Её собственное дыхание застряло в горле. Разрозненные обрывки знаний, шепот в пещере, обрывки древних свитков, полузабытые пророчества Древнего Клена, которые она когда-то считала сказками для утешения… Всё это с грохотом сложилось в единую, безумную, невозможную и оттого единственно верную картину.
Её губы, холодные и сухие, дрогнули. И имя, которое сорвалось с них, было не словом, а приговором старому миру и благословением – новому. Шёпот, полный благоговейного ужаса и щемящей надежды:
«Пробудитель…»
И в тот же миг, будто в ответ, лес вокруг – весь лес, от травинки до древнейших исполинов – выдохнул. Тихий, всеобъемлющий, сокрушительный вздох признания.
Королева поднимает на тебя взгляд, и в её глазах теперь нет ни надменности, ни страха – лишь тихая, почти детская растерянность и усталость от бесконечности.

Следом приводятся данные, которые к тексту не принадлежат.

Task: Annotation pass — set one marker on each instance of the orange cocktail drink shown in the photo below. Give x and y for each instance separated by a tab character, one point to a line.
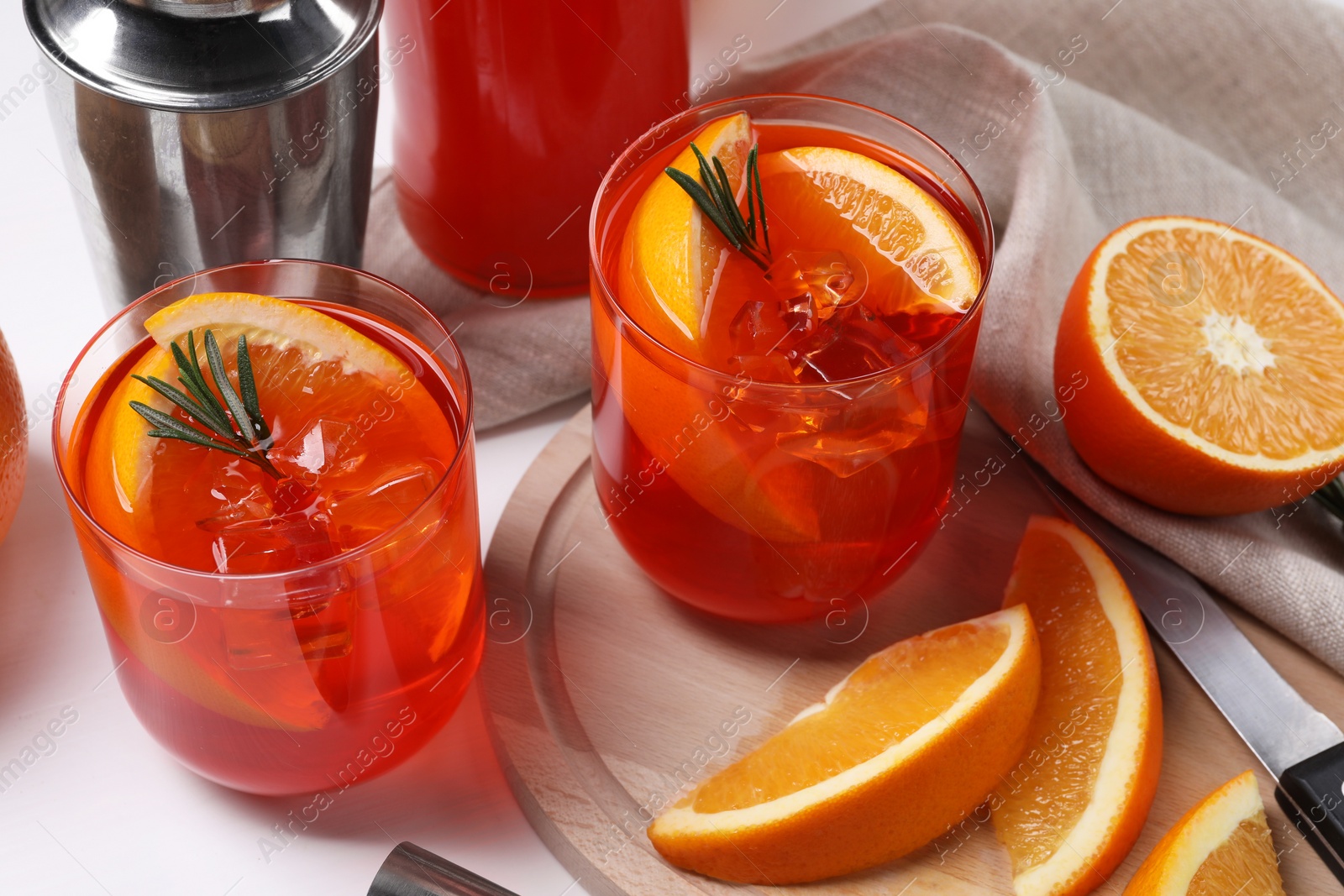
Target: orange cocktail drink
289	584
783	332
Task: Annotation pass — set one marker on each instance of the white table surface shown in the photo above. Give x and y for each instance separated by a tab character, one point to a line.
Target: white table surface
104	810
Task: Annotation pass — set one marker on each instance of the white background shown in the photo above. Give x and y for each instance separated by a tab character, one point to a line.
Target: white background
109	812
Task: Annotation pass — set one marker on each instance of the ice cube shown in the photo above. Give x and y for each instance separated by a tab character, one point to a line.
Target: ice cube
239	497
272	543
831	280
878	418
306	631
360	515
323	448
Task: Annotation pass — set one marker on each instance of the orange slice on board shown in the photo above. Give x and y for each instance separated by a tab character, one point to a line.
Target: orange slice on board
904	747
1073	806
1214	369
1222	846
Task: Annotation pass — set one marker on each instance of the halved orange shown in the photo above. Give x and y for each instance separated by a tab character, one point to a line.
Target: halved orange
1222	846
1073	806
1213	369
900	750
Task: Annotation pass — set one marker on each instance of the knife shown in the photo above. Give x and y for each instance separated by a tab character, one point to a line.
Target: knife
413	871
1300	747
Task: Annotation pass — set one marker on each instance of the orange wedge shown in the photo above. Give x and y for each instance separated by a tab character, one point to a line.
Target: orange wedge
1213	365
1072	809
669	253
906	745
302	359
916	255
1222	846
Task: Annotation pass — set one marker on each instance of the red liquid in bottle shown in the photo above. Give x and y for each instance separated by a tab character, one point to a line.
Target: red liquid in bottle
508	116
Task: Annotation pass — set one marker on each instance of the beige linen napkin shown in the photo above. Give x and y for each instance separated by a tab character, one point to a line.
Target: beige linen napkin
1074	118
522	355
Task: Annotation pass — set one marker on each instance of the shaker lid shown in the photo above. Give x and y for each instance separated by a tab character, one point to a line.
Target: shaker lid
201	55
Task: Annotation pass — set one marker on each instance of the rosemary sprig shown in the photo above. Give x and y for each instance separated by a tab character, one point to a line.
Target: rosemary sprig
234	426
1332	496
714	195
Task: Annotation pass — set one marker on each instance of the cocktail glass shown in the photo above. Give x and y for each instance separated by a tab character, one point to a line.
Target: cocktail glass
774	501
326	673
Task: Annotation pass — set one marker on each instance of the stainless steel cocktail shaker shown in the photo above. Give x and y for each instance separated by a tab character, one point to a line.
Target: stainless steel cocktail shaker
203	132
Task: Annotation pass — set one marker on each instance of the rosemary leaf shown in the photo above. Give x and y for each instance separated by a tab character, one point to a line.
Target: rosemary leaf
248	385
190	375
176	396
167	426
226	390
754	174
730	208
721	201
716	197
706	204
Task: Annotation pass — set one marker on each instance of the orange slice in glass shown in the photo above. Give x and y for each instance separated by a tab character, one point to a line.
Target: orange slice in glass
669	251
916	255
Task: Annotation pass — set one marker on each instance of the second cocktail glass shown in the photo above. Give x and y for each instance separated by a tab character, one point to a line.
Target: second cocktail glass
737	490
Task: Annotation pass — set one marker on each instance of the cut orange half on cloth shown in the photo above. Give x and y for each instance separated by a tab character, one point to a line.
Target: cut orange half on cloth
1214	364
1223	846
902	748
1073	806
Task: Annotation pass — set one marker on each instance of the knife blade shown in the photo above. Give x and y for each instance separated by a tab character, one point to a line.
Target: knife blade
1300	746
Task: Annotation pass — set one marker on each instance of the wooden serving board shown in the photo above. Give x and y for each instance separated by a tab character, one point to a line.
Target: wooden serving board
606	698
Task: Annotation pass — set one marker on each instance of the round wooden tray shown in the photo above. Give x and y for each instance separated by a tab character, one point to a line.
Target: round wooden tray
606	698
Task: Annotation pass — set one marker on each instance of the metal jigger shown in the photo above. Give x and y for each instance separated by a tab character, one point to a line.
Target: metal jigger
198	134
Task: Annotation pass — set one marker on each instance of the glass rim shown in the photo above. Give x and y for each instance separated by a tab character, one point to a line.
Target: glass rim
608	293
339	559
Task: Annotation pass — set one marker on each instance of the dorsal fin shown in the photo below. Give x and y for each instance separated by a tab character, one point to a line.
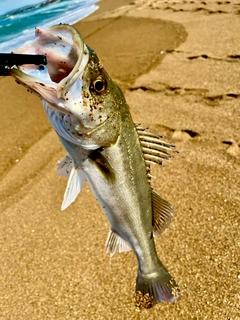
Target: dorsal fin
114	241
154	149
162	213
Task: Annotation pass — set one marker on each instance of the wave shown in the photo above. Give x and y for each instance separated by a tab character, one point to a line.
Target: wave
20	27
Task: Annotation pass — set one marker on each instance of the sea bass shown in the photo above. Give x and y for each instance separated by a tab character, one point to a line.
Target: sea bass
105	148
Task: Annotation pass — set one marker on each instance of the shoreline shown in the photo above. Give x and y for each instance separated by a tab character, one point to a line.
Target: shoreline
53	262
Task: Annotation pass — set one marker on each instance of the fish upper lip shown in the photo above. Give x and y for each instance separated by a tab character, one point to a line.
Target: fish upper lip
64	49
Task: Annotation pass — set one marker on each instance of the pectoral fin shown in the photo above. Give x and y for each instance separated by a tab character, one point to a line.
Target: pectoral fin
102	165
162	213
65	166
114	241
75	184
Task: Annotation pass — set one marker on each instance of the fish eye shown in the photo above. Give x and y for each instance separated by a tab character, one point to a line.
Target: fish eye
99	85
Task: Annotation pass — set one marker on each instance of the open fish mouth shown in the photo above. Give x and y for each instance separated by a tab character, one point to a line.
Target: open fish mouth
67	57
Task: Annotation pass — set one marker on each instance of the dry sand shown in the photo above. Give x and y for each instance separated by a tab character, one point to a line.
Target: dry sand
179	65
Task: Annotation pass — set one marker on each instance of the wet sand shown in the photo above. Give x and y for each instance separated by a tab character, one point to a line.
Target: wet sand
178	64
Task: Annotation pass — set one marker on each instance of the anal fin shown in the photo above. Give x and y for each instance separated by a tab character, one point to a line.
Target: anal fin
114	241
65	166
162	213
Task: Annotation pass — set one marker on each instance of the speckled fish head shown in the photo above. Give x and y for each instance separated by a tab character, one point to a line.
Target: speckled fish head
74	83
67	57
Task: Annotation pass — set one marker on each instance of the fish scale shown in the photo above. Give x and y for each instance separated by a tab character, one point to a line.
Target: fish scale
107	150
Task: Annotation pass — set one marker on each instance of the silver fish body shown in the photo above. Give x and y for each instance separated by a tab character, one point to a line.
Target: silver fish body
106	149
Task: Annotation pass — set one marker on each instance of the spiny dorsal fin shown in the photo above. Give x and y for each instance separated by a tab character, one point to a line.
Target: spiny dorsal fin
162	214
114	241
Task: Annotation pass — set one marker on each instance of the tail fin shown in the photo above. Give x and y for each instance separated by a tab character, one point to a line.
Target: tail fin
155	287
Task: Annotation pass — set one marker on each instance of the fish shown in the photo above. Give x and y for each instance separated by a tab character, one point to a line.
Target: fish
106	149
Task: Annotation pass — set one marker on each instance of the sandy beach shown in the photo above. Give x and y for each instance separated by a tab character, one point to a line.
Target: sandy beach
178	63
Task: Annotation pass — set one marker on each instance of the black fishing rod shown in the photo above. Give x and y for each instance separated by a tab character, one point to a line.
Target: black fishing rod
8	60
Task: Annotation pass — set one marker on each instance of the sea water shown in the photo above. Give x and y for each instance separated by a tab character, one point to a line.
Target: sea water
17	27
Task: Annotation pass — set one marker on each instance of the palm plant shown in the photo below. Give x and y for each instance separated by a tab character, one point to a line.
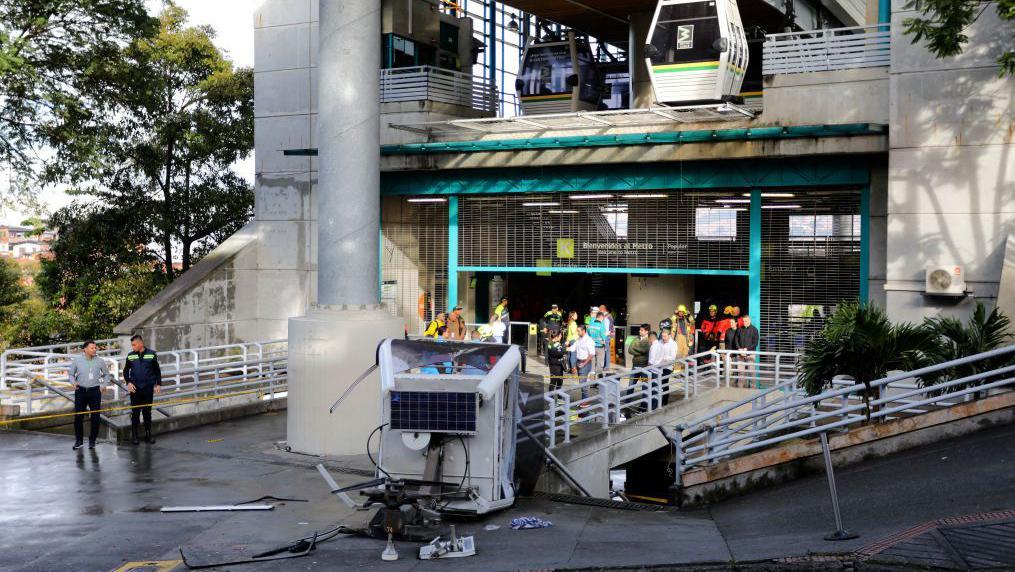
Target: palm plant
859	341
954	340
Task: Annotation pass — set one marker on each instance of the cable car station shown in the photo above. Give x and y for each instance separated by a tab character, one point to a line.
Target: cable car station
483	164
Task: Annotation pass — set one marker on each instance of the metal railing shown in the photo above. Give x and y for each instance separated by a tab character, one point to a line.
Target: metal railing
622	397
825	50
38	380
785	412
436	84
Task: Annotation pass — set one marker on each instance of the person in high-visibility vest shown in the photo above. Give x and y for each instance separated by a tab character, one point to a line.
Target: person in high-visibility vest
683	331
433	329
708	332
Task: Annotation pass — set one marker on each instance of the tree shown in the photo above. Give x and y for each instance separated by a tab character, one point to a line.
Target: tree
100	270
11	290
53	54
943	24
859	341
185	116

«Что ты хочешь от нас, Голос Леса?»
Ты не сразу отвечаешь. Вместо этого ты поворачиваешься к Алёне. Она застыла, её глаза широко раскрыты, в них – паника, недоверие и вспышка чего-то давно забытого… надежды. Ты встречаешь её взгляд и мягко, почти незаметно, киваешь. Доверься.
Этот простой жест словно разбивает оковы вокруг неё. Она выпрямляется, её плечи расправляются, хотя пальцы всё ещё дрожат. Она делает шаг вперёд, чтобы встать с тобой плечом к плечу, её поза наполняется непривычным, но твёрдым достоинством.
Ты поворачиваешься обратно к Королеве Фей, которая всё ещё стоит на коленях.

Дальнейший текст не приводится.